The Retrieval Tool is a utility which is used to transfer (or "retrieve") digital content from DuraCloud to your local file system.
Download the retrieval tool from the Downloads page.
A file containing the list of content files within a space can be created using the "list-only" option (-l) instead of retrieving the actual content files themselves. The format of this text file is one content file name per line. This can be useful for many things.
Specific content files can be retrieved from a space using the "list-file" option (-f) instead of retrieving all content files from a space. This can be useful by saving lots of time and bandwidth usage. One way to do this would be to first run a retrieval-tool command to create a file containing all content file names in a space using the "list-only" option. Then editing the text file containing the list of content names so it only contains a list of the desired content names and then use this file with the "list-file" option.

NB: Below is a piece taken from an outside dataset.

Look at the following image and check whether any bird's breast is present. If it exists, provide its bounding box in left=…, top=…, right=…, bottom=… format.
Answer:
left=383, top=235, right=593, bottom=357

As of DuraCloud version 4.0.0, the Retrieval Tool requires Java 8 to run. The latest version of Java can be downloaded from here. |
You must have Java version 8 or above installed on your local system. If Java is not installed, or if a previous version is installed, you will need to download and install Java 8. To determine if the correct version of Java is installed, open a terminal or command prompt and enter
java -version |
The version displayed should be 1.8.0 or above. If running this command generates an error, Java is likely not installed.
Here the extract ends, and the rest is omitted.